It might be a stretch to say that the Reuben Foster story begat the Kareem Hunt story. Then again, it might not.
The theory would be this: Perhaps the Foster story and its uproars in the Bay Area and the Beltway could have caused someone in Cleveland to remember the Hunt video, in which he is caught in a hotel hallway at The Metropolitan beating and kicking a woman who might have used the time-honored racial slur to one of Hunt’s friends. TMZ obtained said video plus police bodycam videos, which originally had been reported by Cleveland.com back in February, but the videos were released Friday.
Either way, the Kansas City Chiefs, for whom Hunt had been doing exemplary work as a running back, immediately sent him home from their facility and then released him the same way the 49ers released Reuben Foster five days earlier.
You might now forgive the NFL for the sigh of relief. Let the team that signs Hunt on Saturday afternoon take the grief.
The swift turn of events suggests the teams now have, if not a policy but a suggested line of attack in such situations -- do nothing until forced, and then deal with it so the league doesn’t have to. Only in the Foster case, the league has to because those nimrods in Washington couldn’t wait to sign him.
Hunt’s release still is just a release, so the league likely will press for him to stay out of the football universe. And just as likely, some other team will decide the league is talking out its ear, because Hunt can run just as well as he clocks people in hallways.
And the reaction to Hunt’s release will be the same as Foster’s. Some will see this is a daft football decision. Some will see it as a belated reaction to an outrage.
And then there’s the other reaction, which is this: “Everything’s good until TMZ gets hold of it.” Or as we like to call it, “The presumption of innocence until you show us the video.”
That was the case here: Cleveland.com had the original story, and TMZ had the 9-1-1 call in June. But the video was the thing that called the Chiefs to action, a proportionately sluggardly response to the number of Foster-related legal violations before the 49ers cut him for (weirdly) betraying the team’s trust.
And here is where the league and its constituent members keep getting it wrong. Their unofficial official policy remains “We see nothing until you shove the evidence under our noses by showing it to the world,” which a great way to seem both callous and feckless at the same time.
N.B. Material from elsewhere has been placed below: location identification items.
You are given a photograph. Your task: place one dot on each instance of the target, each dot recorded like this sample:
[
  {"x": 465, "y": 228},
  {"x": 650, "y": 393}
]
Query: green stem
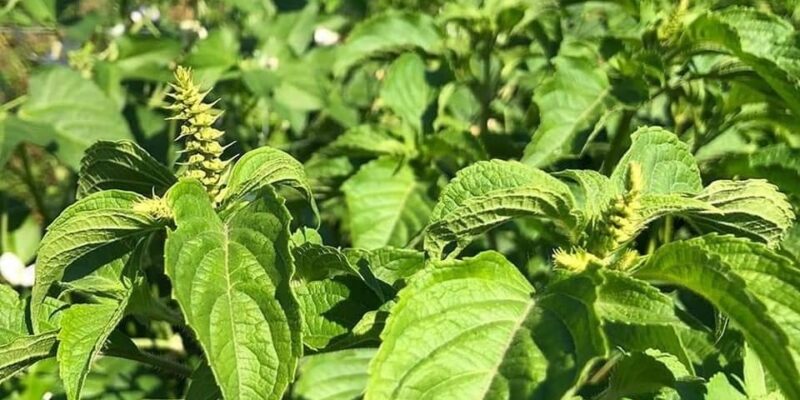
[
  {"x": 160, "y": 363},
  {"x": 11, "y": 104},
  {"x": 620, "y": 142},
  {"x": 30, "y": 182}
]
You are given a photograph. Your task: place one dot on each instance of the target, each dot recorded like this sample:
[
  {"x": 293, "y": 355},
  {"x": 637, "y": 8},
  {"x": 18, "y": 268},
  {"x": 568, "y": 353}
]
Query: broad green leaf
[
  {"x": 75, "y": 110},
  {"x": 84, "y": 329},
  {"x": 387, "y": 205},
  {"x": 366, "y": 141},
  {"x": 643, "y": 373},
  {"x": 390, "y": 31},
  {"x": 12, "y": 317},
  {"x": 752, "y": 208},
  {"x": 231, "y": 279},
  {"x": 667, "y": 164},
  {"x": 101, "y": 224},
  {"x": 569, "y": 102},
  {"x": 405, "y": 90},
  {"x": 25, "y": 351},
  {"x": 637, "y": 317},
  {"x": 202, "y": 385},
  {"x": 388, "y": 264},
  {"x": 267, "y": 166},
  {"x": 754, "y": 287},
  {"x": 720, "y": 388},
  {"x": 592, "y": 191},
  {"x": 333, "y": 295},
  {"x": 489, "y": 193},
  {"x": 332, "y": 307},
  {"x": 778, "y": 164},
  {"x": 472, "y": 329},
  {"x": 122, "y": 165},
  {"x": 339, "y": 375},
  {"x": 763, "y": 41}
]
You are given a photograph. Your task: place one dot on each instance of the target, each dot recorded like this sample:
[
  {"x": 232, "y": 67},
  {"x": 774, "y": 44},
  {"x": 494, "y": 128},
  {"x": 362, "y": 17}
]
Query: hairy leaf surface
[{"x": 231, "y": 279}]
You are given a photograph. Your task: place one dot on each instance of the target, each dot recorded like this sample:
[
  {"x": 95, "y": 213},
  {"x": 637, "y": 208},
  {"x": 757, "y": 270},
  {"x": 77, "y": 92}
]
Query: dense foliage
[{"x": 337, "y": 199}]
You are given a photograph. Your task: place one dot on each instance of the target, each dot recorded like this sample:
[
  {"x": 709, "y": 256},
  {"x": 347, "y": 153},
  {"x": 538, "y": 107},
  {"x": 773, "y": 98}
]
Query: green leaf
[
  {"x": 390, "y": 31},
  {"x": 122, "y": 165},
  {"x": 765, "y": 42},
  {"x": 569, "y": 102},
  {"x": 388, "y": 264},
  {"x": 472, "y": 330},
  {"x": 333, "y": 295},
  {"x": 267, "y": 166},
  {"x": 84, "y": 329},
  {"x": 752, "y": 208},
  {"x": 667, "y": 164},
  {"x": 488, "y": 193},
  {"x": 365, "y": 141},
  {"x": 25, "y": 351},
  {"x": 231, "y": 279},
  {"x": 101, "y": 224},
  {"x": 387, "y": 205},
  {"x": 755, "y": 288},
  {"x": 339, "y": 375},
  {"x": 643, "y": 373},
  {"x": 76, "y": 112},
  {"x": 405, "y": 90},
  {"x": 778, "y": 164},
  {"x": 12, "y": 317}
]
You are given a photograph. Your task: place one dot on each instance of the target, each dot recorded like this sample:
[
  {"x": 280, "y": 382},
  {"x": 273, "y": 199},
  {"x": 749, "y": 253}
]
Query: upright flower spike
[{"x": 203, "y": 161}]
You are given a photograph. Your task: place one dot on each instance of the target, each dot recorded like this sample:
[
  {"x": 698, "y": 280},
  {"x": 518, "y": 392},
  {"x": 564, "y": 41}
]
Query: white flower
[
  {"x": 117, "y": 30},
  {"x": 15, "y": 272},
  {"x": 325, "y": 37},
  {"x": 152, "y": 13}
]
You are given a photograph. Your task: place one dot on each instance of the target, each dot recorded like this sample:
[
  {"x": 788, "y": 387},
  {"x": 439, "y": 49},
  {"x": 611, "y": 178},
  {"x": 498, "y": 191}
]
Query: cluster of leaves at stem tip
[{"x": 436, "y": 266}]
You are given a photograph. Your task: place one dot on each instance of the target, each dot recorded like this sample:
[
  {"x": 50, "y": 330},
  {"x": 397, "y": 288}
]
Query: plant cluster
[{"x": 337, "y": 199}]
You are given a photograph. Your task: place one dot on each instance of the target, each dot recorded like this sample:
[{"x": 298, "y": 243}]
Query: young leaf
[
  {"x": 750, "y": 285},
  {"x": 667, "y": 164},
  {"x": 263, "y": 167},
  {"x": 570, "y": 102},
  {"x": 387, "y": 205},
  {"x": 752, "y": 208},
  {"x": 122, "y": 165},
  {"x": 339, "y": 375},
  {"x": 765, "y": 42},
  {"x": 405, "y": 90},
  {"x": 76, "y": 111},
  {"x": 471, "y": 330},
  {"x": 489, "y": 193},
  {"x": 231, "y": 279},
  {"x": 25, "y": 351},
  {"x": 386, "y": 32},
  {"x": 86, "y": 327},
  {"x": 102, "y": 222}
]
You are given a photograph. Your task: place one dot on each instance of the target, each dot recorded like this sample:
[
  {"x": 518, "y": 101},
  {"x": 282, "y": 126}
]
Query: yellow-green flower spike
[{"x": 203, "y": 160}]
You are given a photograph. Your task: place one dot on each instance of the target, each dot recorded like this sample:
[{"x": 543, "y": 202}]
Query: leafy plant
[{"x": 401, "y": 199}]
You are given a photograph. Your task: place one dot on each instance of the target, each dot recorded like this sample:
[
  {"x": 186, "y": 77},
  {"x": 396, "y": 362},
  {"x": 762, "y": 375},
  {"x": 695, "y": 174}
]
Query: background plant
[{"x": 395, "y": 109}]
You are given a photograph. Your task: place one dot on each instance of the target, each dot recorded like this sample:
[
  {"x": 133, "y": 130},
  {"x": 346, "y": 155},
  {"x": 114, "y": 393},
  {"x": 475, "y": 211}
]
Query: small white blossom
[
  {"x": 117, "y": 30},
  {"x": 15, "y": 272},
  {"x": 136, "y": 16},
  {"x": 325, "y": 37}
]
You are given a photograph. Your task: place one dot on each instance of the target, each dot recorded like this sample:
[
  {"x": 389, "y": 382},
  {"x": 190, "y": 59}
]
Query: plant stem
[
  {"x": 30, "y": 182},
  {"x": 160, "y": 363},
  {"x": 620, "y": 142}
]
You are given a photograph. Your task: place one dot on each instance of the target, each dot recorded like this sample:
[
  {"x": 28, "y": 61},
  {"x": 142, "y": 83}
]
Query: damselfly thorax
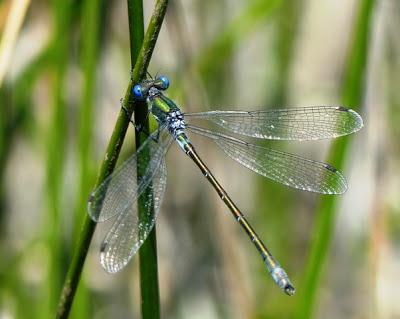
[{"x": 117, "y": 195}]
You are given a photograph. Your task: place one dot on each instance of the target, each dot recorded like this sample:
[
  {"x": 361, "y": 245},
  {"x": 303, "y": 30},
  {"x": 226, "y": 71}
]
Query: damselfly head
[{"x": 141, "y": 91}]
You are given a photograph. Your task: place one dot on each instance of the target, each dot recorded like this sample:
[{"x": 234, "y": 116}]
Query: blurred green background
[{"x": 60, "y": 88}]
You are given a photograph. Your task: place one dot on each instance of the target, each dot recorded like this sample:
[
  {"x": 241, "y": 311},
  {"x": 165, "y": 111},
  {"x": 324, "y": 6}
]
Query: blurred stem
[
  {"x": 56, "y": 150},
  {"x": 92, "y": 11},
  {"x": 150, "y": 297},
  {"x": 352, "y": 96},
  {"x": 110, "y": 159}
]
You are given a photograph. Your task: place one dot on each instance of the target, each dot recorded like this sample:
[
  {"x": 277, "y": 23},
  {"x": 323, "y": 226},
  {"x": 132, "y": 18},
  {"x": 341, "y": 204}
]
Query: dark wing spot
[
  {"x": 103, "y": 246},
  {"x": 331, "y": 168}
]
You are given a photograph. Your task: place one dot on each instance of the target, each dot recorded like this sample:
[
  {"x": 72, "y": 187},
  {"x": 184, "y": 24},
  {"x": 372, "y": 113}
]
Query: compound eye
[
  {"x": 137, "y": 92},
  {"x": 164, "y": 82}
]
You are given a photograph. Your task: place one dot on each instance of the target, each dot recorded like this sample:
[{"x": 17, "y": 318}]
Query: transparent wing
[
  {"x": 308, "y": 123},
  {"x": 129, "y": 232},
  {"x": 122, "y": 188},
  {"x": 288, "y": 169}
]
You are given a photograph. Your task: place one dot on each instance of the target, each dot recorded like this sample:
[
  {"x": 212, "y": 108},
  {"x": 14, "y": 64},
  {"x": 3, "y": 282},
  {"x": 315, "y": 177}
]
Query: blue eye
[
  {"x": 137, "y": 92},
  {"x": 165, "y": 82}
]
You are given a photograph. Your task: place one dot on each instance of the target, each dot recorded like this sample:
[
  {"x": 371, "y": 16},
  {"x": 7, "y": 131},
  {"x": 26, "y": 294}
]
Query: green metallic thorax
[{"x": 160, "y": 106}]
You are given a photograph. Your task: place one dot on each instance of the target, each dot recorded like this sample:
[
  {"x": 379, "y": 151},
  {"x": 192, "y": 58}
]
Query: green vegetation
[{"x": 59, "y": 111}]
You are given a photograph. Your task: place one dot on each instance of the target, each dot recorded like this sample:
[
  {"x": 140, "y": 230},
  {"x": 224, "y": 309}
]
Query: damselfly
[{"x": 119, "y": 193}]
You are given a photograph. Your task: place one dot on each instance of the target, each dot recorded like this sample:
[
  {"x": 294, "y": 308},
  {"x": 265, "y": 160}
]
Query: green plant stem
[
  {"x": 352, "y": 95},
  {"x": 150, "y": 296},
  {"x": 110, "y": 159}
]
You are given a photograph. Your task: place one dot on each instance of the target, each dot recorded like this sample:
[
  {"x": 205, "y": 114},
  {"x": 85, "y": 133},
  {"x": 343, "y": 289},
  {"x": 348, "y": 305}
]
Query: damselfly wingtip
[{"x": 289, "y": 290}]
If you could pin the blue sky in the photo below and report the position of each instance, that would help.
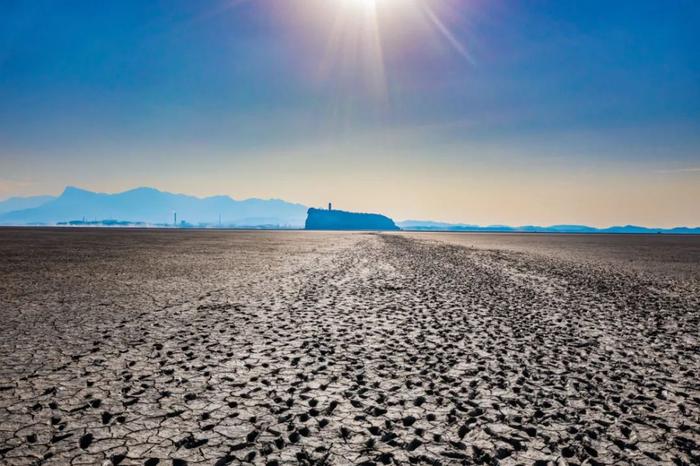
(457, 110)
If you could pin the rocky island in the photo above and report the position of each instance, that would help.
(321, 219)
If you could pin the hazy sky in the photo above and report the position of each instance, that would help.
(510, 112)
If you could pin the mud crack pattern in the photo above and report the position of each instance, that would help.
(340, 349)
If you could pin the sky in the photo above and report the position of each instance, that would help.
(475, 111)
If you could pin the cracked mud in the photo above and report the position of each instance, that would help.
(337, 348)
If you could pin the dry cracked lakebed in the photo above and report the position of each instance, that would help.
(205, 347)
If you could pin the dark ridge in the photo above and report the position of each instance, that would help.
(319, 219)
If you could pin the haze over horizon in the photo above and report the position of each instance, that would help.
(477, 112)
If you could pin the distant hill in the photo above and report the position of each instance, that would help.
(19, 203)
(427, 225)
(151, 206)
(320, 219)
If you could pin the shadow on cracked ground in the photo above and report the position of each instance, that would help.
(167, 347)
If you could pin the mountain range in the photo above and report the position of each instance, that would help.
(427, 225)
(150, 206)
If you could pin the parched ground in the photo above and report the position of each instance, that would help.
(174, 347)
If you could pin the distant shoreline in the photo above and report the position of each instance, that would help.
(406, 230)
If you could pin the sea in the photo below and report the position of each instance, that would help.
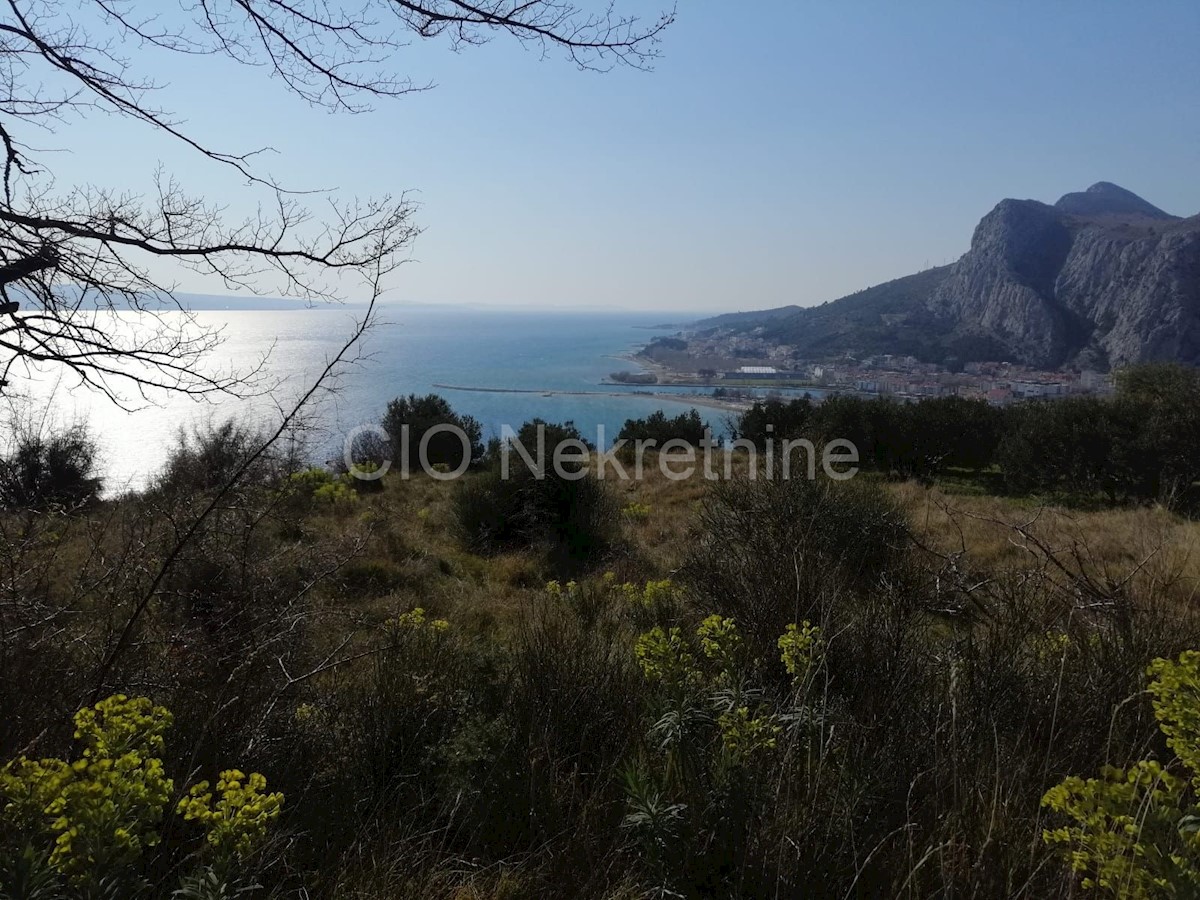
(409, 351)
Of course, it is difficult to know how they can get it right, barring a zero tolerance policy that might in fact make it worse on the women, whose welfare the league otherwise is not interested in protecting. It needs the player to do the work, and will protect said player (if he is important enough) until someone finally displays the public-relations problem the industry cannot evade.
And that is where we are in the Hunt case. He has not been charged, jailed or tried, but he's clearly involved, based on the video. Yet the Chiefs, who claimed not to know of the existence of the video until Friday, didn’t bother to worry about the incident until the lawyers had to be called.
Thus, the question is re-asked yet again: What ought the teams and the league to be doing? Should they be above and beyond the law, follow the process and wait for the evidence to kick down their doors? Suspend with pay? Suspend without pay? Fire without pay?
Or do they do the thing they really want to do -- tell the police there’s nothing to see, tell the media they never heard of such a thing, exonerate Hunt on the spot while dealing separately with the woman or women in question, and have Hunt ready for Sunday’s game in Oakland?
There must be a coherent policy in there somewhere, even though no policy is completely clean and successfully addresses the team’s needs, the players’ needs. And if necessary and unavoidable, the victims’ needs.
The Chiefs’ problem-solving went in the predictable order -- us, him, her -- and Hunt now is someone else’s issue.
[RELATED: 49ers cut Foster after repeated arrests left them no choice]
And it just might work out that way; talent/tolerance is as inviolable in its way as the sanctity of the confessional. Surely by now there are thousands of Chiefs fans trying to rationalize Hunt’s role and savage the team for ruining their Super Bowl hopes. That’s still going on here and in Washington re: Foster, though not at Super Bowl levels. Hell, it still might be going on in Baltimore about Ray Rice, and that’s been five years now.
But we can safely assume one thing: The league and team policies of putting their hands over their ears and singing while slamming their eyelids shut forcibly will be adhered to with conviction, until there is one.
Before that, well, there are yards to be gained and points to be scored. They’ll deal with it when they have to deal with it, and when they do, it will key on three words.
Plausible team deniability, with a “Why, I’m shocked to discover this thing I’ve known about for 10 months” on the side. And the first of those three words is very much optional.